When hydraulic fracturing is performed on unconventional reservoirs that are naturally fractured (such as shale), the results are quite different from what happens when hydraulic fracturing is performed on conventional reservoirs (sandstones). In shale, because of the existence of the complex natural fractures, hydraulic fracture creates a network of fractures (as shown in Figs. 1 and 2), not an elliptical hydraulic fracture (as shown in Fig. 3 for conventional reservoirs).
As shown in Figs. 1 and 2, when liquid (water) is injected in an unconventional reservoir for hydraulic fracturing, before the injection of the proppant, the formation begins to fracture. As the formation starts to fracture, the continuation of the fracture will go through the least resistant pathways in the rock. In a naturally fractured reservoir, the least resistant pathway is the network of the natural fractures while the actual fabric of the rock that has not been naturally fractured has more resistance. Hydraulic fracturing of unconventional reservoirs such as shale that are naturally fractured, therefore, creates highly complex networks of natural fractures that cannot be modeled in detail. This is because the shape, characteristics, and details of the natural fracture of the rock cannot be observed or measured throughout the reservoir. The highly complex shape of the hydraulic-fracture network in the unconventional reservoir is a function of heterogeneity and the natural-fracture network.
When model development of hydraulic fracturing was first performed more than 50 years ago, the shape of the hydraulic fracture in the conventional reservoir was modeled using an elliptical shape, as shown in Fig. 3. This traditional hydraulic-fracture model includes four specific characteristics that allow it to be modeled using mathematical equations.
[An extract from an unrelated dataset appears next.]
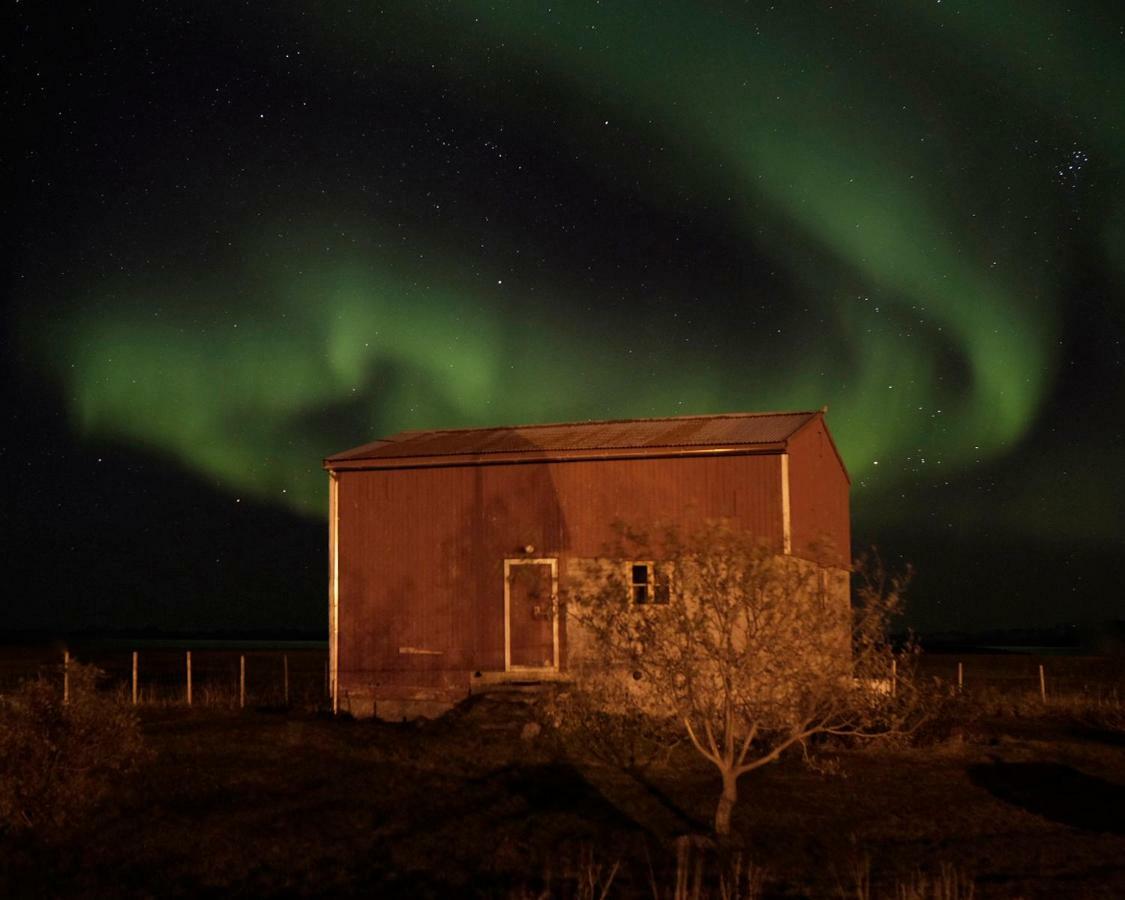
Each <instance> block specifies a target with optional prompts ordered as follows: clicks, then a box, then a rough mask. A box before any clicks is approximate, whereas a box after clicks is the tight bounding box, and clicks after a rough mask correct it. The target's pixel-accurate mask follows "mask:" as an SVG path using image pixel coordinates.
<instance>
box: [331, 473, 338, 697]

These four specific characteristics are fracture half-length, fracture height, fracture width, and fracture conductivity. Comparing the shapes of the hydraulic fractures shown in Figs. 1 and 2 with the shapes of the hydraulic fracture shown in Fig. 3 clearly reveals how different the actual shape of hydraulic fracture is between unconventional and conventional reservoirs.
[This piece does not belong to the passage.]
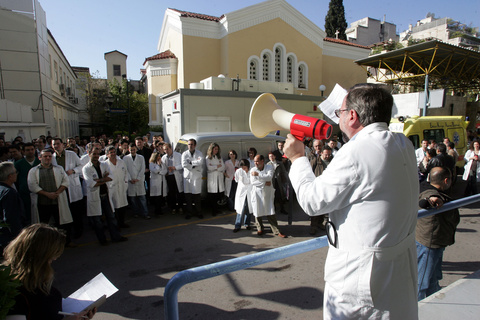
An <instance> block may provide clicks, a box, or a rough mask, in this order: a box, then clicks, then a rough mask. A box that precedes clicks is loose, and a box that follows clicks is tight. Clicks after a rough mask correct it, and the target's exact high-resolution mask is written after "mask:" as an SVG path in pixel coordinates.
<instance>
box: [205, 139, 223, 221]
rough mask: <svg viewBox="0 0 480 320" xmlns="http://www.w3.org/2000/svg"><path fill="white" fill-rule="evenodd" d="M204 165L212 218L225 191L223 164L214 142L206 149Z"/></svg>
mask: <svg viewBox="0 0 480 320" xmlns="http://www.w3.org/2000/svg"><path fill="white" fill-rule="evenodd" d="M205 164H206V165H207V191H208V195H209V198H210V200H211V202H212V216H216V215H217V213H218V212H219V211H220V209H219V205H218V201H219V200H220V199H221V198H222V193H223V192H224V191H225V182H224V179H225V178H224V176H223V172H224V171H225V164H224V163H223V159H222V157H221V156H220V146H219V145H218V144H216V143H215V142H212V143H211V144H210V146H209V147H208V150H207V156H206V157H205Z"/></svg>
When the actual hydraulic fractures look like what is shown in Figs. 1 and 2, does modeling it using the shape shown in Fig. 3 make any sense or have anything to do with reality? This is a good example of how assumptions, interpretations, preconceived notions, simplifications, and biases that are included in the mathematical equations (used to model the physics of fluid flow in porous media) are included in the hybrid models that combine them with real field measurements.
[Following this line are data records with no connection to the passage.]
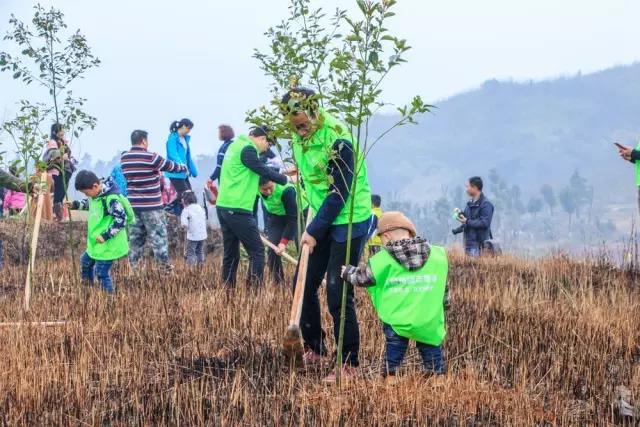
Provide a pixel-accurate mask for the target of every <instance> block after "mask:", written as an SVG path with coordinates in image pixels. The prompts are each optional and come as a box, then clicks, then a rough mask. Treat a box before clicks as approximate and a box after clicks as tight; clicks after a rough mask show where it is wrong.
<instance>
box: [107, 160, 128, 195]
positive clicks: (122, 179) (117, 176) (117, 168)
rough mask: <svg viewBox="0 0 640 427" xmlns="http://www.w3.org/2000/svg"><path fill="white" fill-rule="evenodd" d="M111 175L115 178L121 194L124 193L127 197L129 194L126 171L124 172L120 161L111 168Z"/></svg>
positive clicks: (124, 194) (111, 176) (113, 178)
The ethics of AI has proven to be an important issue when AI-based models are used in decision making. AI ethics can expose biases that may have been included in the AI applications of engineering and nonengineering problem-solving. Research referenced in Part 1 of this series shows how biases such as racism and sexism in AI-based models have been exposed through AI ethics. This article shows how assumptions, interpretations, and biases developed by traditional engineers also can be included in the engineering application of AI.